En Amérique la rationalisation du travail et la prohibition sont sans aucun doute liées : les enquêtes des industriels sur la vie privée des ouvriers, les services d’inspection créés dans certaines entreprises pour contrôler la « moralité » des ouvriers, sont des nécessités de la nouvelle méthode de travail. Rire de ces initiatives (même si elles ont été un échec) et ne voir en elles qu’une manifestation hypocrite de « puritanisme », c’est se refuser la possibilité de comprendre l’importance, le sens et la portée objective du phénomène américain, qui est aussi le plus grand effort collectif qui se soit manifesté jusqu’ici pour créer, avec une rapidité prodigieuse et une conscience du but à atteindre sans précédent dans l’histoire, un type nouveau de travailleur et d’homme. L’expression « conscience du but à atteindre » peut paraître au moins humoristique si l’on se souvient de la phrase de Taylor sur le « gorille apprivoisé ». Taylor exprime en effet avec un cynisme brutal le but de la société américaine : développer au plus haut degré chez le travailleur les attitudes machinales et automatiques, briser l’ancien ensemble de liens psycho-physiques du travail professionnel qualifié qui demandait une certaine participation active de l’intelligence, de l’imagination, de l’initiative du travailleur, et réduire les opérations de la production à leur seul aspect physique et machinal. Mais, en réalité, il ne s’agit pas de nouveautés originales, il s’agit seulement de la phase la plus récente d’un long processus qui a commencé avec la naissance de l’industrialisme lui-même, phase qui est seulement plus intense que les précédentes et qui se manifeste sous des formes plus brutales, mais qui sera dépassée elle aussi par la création d’un nouvel ensemble de liens psycho-physiques d’un type différent des précédents et, à coup sûr, d’un type supérieur. Il se produira inéluctablement une sélection forcée, une partie de l’ancienne classe ouvrière se trouvera impitoyablement éliminée du monde du travail et peut-être du monde tout court.

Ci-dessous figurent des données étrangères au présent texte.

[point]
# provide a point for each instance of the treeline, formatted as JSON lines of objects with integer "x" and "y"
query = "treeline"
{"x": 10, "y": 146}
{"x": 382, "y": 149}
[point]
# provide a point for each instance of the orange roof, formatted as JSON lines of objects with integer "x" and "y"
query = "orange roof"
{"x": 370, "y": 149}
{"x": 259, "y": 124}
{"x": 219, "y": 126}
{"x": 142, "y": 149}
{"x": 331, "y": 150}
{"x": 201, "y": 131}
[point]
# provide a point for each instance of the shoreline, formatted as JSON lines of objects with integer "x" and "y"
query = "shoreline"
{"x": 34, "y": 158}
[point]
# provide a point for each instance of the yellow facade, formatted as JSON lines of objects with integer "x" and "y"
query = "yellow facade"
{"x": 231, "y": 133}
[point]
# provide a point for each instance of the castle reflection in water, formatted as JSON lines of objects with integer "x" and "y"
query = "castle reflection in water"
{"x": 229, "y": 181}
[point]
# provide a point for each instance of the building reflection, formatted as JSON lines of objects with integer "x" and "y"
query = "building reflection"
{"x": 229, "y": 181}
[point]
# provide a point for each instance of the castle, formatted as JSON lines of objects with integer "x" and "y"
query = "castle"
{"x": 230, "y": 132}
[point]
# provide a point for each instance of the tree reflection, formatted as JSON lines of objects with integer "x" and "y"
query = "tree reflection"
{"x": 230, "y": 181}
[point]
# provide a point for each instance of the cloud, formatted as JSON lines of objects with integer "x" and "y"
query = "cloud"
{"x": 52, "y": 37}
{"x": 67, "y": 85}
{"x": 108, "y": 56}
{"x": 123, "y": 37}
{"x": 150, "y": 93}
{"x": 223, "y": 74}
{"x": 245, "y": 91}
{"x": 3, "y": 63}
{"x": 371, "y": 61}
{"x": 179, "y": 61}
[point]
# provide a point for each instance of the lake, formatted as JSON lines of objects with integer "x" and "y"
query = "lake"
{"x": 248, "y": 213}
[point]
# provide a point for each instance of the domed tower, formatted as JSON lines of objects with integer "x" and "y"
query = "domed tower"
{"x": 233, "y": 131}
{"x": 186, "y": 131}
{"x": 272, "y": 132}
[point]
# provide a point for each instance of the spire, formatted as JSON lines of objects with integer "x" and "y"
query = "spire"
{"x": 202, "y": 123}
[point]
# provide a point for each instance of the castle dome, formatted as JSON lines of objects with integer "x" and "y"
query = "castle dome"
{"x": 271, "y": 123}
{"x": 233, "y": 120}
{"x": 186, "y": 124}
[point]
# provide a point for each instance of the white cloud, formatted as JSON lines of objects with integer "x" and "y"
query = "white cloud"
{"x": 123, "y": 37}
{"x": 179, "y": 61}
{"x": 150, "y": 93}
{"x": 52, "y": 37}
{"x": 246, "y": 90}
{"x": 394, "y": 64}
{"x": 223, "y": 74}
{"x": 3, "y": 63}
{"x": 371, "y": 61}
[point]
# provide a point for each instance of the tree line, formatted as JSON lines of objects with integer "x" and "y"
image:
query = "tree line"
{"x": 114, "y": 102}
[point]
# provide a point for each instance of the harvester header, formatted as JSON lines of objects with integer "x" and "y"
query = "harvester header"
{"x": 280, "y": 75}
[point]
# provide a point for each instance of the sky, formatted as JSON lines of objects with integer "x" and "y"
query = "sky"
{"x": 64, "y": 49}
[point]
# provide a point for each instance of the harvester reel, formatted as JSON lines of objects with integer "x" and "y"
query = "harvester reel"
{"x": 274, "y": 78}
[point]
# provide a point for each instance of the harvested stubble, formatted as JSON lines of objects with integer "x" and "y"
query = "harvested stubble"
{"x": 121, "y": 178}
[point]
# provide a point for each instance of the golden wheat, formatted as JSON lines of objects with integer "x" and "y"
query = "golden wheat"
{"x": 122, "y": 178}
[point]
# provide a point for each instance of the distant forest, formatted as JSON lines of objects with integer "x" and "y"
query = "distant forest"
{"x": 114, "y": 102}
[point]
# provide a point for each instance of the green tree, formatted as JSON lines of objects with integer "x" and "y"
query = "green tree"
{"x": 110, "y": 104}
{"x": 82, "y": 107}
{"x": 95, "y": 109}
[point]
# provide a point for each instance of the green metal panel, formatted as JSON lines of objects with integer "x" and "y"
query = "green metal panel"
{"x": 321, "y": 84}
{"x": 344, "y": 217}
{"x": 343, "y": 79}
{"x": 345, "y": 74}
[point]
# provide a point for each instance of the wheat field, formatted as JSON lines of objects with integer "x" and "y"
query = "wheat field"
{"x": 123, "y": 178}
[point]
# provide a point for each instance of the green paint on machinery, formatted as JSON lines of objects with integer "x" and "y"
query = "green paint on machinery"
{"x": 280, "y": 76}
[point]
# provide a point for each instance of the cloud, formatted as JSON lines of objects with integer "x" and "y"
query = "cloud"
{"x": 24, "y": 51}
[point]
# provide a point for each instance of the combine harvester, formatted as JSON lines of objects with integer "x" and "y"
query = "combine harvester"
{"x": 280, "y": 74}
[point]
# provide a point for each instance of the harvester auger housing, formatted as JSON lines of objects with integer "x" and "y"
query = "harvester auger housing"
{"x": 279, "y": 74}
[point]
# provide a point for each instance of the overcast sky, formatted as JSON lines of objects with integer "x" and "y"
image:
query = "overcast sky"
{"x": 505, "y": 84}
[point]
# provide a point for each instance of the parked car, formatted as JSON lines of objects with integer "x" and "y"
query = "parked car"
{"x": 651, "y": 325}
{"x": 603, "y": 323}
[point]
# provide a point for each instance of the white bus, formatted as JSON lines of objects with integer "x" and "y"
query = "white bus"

C’est à ce point de vue qu’il faut étudier les initiatives « puritaines » des industriels américains du type Ford. Il est certain qu’ils ne se souciaient pas de l’« humanité » et de la « spiritualité » du travailleur, qui sont immédiatement brisées. Cette « humanité » , cette « spiritualité » ne peuvent se réaliser que dans le monde de la production et du travail, dans la « création » productive ; elles existaient au plus haut point chez l’artisan, chez le « démiurge « lorsque la personnalité du travailleur se reflétait tout entière dans l’objet créé, lorsque le lien entre l’art et le travail était encore très fort. Mais c’est justement contre cet « humanisme » que le nouvel industrialisme entre en lutte. Les initiatives « puritaines » n’ont pour but que de conserver, en dehors du travail, chez le travailleur, exploité au maximum par la nouvelle méthode de production, un certain équilibre psychophysique qui l’empêche de s’effondrer physiologiquement. Cet équilibre ne peut être que purement extérieur et mécanique, mais il pourra devenir interne s’il est proposé par le travailleur lui-même et non imposé du dehors, s’il est proposé par une nouvelle forme de société, avec des moyens appropriés et originaux. L’industriel américain se préoccupe de maintenir la continuité de l’efficience physique du travailleur, de son efficience musculaire et nerveuse : il est de son intérêt d’avoir une main-d’œuvre stable, toujours en forme dans son ensemble, parce que l’ensemble du personnel (le travailleur collectif) d’une entreprise est une machine qui ne doit pas être trop souvent démontée et dont il ne faut pas trop souvent renouveler les pièces particulières, sans occasionner des pertes énormes.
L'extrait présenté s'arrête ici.